Pravdoshukach Newspaper investigation exposed totally unfair and corrupted practices of the European Court of Human Rights (ECHR), sacrificing elementary principles of procedural fairness for the sake of shadowy politics and selective justice. Instead of improving own effectiveness and accountability, the Court seeks excuses to wave away 9 petitions of 10 and punishes lawyers for persistent petitioning. ECHR press service confirmed shocking fact of making criminal accusations against lawyer without any public hearings but denied the tendency that for now the right to individual petition before ECHR is a broken promise.
12 December 2018 ECHR issued press-release, accusing Ukrainian lawyer Nataliya Tselovalnichenko in “fraudulent and abusive behavior”, announcing her permanent disbarment from representing applicants before the Court. Near 200 of pending applicants she represents are deprived of legal assistance due to a backstage decision of ECHR, “based on the presumption of guilt of an attorney”, as it put Lidia Izovitova, head of the Bar Council of Ukraine.
Ms. Tselovalnichenko, leader of Luhansk Human Rights Protection Group and advocate for many victims of war in Donbass and Chernobyl disaster, said that such criminal accusations were made without proper investigation and due process of law as possible revenge for her support of mass petitioning for compensations of damages caused during the armed conflict at Eastern Ukraine. In her words, she wasn’t informed about details of incriminated misconduct and was unable to defend own innocence before the Court; full text of the ECHR decision with factual and legal explanation is absent; she can’t even appeal.
Minister of Justice of Ukraine Pavlo Petrenko in short comment to Pravdoshukach Newspaper said it is “strange” that ECHR doesn’t published the decision on disbarment of Ms. Tselovalnichenko, but assured that he completely trusts all ECHR decisions and will never question its reasons.

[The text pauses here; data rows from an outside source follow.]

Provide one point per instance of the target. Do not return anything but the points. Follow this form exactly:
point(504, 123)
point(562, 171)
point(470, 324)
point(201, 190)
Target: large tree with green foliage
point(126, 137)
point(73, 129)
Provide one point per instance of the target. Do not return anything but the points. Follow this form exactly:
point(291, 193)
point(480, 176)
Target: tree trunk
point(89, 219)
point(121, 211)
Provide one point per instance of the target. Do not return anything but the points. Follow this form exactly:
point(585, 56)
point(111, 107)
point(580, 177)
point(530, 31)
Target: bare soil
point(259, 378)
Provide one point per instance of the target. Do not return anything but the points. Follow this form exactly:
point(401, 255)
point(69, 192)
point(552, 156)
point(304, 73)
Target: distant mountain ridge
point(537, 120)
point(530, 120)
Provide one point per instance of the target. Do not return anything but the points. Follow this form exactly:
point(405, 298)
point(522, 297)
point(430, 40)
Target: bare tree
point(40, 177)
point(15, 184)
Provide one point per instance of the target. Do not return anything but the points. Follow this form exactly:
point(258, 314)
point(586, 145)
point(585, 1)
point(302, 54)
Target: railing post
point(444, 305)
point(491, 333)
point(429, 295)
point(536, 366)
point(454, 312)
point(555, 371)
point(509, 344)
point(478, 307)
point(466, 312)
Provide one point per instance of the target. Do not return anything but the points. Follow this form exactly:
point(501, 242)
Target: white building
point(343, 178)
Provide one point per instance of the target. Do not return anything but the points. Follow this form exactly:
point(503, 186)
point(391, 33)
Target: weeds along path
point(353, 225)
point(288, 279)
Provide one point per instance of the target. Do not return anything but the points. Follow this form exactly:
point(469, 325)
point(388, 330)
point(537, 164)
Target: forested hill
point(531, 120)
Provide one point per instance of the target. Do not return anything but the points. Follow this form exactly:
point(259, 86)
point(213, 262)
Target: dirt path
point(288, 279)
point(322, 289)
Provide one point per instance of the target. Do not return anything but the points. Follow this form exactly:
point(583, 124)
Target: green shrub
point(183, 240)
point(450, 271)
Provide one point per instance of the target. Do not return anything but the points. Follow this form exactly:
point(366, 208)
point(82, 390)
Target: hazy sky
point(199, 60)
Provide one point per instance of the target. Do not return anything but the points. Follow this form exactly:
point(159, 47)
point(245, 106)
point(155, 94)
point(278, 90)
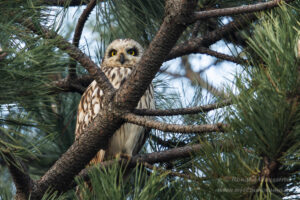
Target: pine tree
point(241, 142)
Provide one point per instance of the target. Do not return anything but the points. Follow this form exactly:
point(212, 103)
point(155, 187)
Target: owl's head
point(122, 53)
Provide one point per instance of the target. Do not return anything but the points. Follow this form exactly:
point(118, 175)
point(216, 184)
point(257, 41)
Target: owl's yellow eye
point(113, 53)
point(132, 52)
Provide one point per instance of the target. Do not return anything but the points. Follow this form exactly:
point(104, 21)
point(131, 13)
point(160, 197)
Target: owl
point(119, 60)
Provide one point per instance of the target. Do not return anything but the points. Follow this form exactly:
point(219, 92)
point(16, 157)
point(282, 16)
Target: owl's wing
point(89, 105)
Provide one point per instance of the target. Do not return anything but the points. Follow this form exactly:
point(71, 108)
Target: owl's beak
point(122, 58)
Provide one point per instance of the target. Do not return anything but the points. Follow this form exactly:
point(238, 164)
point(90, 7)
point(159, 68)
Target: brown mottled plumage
point(120, 58)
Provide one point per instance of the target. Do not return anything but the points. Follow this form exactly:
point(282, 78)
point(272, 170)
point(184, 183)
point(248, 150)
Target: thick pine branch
point(177, 14)
point(21, 178)
point(195, 45)
point(96, 136)
point(204, 50)
point(75, 53)
point(182, 111)
point(150, 158)
point(62, 3)
point(238, 10)
point(175, 128)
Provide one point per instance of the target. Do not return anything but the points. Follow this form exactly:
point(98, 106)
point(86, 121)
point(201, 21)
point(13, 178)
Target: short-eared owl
point(120, 58)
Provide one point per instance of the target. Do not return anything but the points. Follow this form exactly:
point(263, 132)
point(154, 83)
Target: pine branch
point(177, 14)
point(150, 158)
point(2, 54)
point(75, 53)
point(194, 45)
point(183, 111)
point(21, 178)
point(78, 84)
point(239, 10)
point(171, 173)
point(166, 143)
point(96, 135)
point(175, 128)
point(78, 31)
point(204, 50)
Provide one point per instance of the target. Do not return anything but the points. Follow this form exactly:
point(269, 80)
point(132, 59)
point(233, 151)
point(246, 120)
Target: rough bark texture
point(106, 123)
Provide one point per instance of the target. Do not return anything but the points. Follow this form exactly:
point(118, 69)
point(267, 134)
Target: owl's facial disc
point(122, 58)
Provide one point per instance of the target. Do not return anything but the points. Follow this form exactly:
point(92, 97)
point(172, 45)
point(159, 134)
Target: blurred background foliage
point(37, 125)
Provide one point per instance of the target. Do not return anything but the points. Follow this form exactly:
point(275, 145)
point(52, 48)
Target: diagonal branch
point(196, 78)
point(75, 53)
point(77, 34)
point(21, 178)
point(182, 111)
point(167, 143)
point(204, 50)
point(238, 10)
point(194, 45)
point(63, 2)
point(151, 158)
point(175, 128)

Answering to our request, ECHR Press Unit explained that “it was an internal decision of a procedural nature and as such is not, as a matter of common practice, rendered in the form of a public text. The Court has on other occasions had to take this kind of decision where it has found the conduct of an applicant’s representative to be problematic”.

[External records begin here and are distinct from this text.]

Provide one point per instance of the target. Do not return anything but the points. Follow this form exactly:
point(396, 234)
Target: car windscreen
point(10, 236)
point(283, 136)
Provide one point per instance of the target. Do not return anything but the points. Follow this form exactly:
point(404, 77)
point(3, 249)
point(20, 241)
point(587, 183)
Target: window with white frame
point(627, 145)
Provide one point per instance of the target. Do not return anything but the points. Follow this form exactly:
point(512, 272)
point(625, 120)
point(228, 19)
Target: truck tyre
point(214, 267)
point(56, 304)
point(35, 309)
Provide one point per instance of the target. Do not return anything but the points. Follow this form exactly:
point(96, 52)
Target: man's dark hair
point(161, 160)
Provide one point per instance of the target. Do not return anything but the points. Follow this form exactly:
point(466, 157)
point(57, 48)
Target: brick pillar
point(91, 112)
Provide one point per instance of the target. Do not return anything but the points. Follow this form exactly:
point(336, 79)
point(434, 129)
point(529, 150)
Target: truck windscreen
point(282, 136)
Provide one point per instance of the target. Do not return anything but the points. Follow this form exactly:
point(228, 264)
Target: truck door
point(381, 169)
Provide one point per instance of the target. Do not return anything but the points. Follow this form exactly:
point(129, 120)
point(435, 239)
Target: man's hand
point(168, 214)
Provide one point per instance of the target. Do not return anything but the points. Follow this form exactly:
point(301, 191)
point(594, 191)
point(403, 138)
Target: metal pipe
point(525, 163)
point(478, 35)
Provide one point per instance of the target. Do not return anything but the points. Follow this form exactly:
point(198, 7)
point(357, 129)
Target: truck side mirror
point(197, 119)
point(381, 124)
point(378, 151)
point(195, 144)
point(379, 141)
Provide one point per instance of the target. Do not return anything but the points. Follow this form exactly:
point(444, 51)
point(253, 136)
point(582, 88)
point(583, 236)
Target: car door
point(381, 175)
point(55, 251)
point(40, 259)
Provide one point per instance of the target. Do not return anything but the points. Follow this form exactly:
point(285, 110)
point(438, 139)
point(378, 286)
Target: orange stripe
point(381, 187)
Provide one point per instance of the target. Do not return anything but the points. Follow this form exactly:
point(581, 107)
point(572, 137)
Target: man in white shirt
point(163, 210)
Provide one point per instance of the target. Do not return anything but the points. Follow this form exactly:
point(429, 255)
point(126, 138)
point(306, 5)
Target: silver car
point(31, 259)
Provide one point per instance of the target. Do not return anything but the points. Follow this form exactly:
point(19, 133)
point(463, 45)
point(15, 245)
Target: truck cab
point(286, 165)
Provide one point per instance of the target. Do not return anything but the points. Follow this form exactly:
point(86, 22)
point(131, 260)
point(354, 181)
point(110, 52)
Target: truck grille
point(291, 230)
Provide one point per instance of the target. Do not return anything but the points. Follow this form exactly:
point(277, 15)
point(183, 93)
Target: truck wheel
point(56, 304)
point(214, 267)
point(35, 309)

Fair public trial, the presumption of innocence, and evidential proof of guilt beyond the reasonable doubt are universally recognized standards of procedural justice. All this was ignored in the case of Nataliya Tselovalnichenko.
Shady politics, conflicts of interests and austerity measures make European Court of Human Rights practically incapable to deal fairly with individual applications about violations of the Convention for the Protection of Human Rights and Fundamental Freedoms.
This special issue of Pravdoshukach Newspaper is dedicated to corruption and lack of procedural justice in the European Court of Human Rights.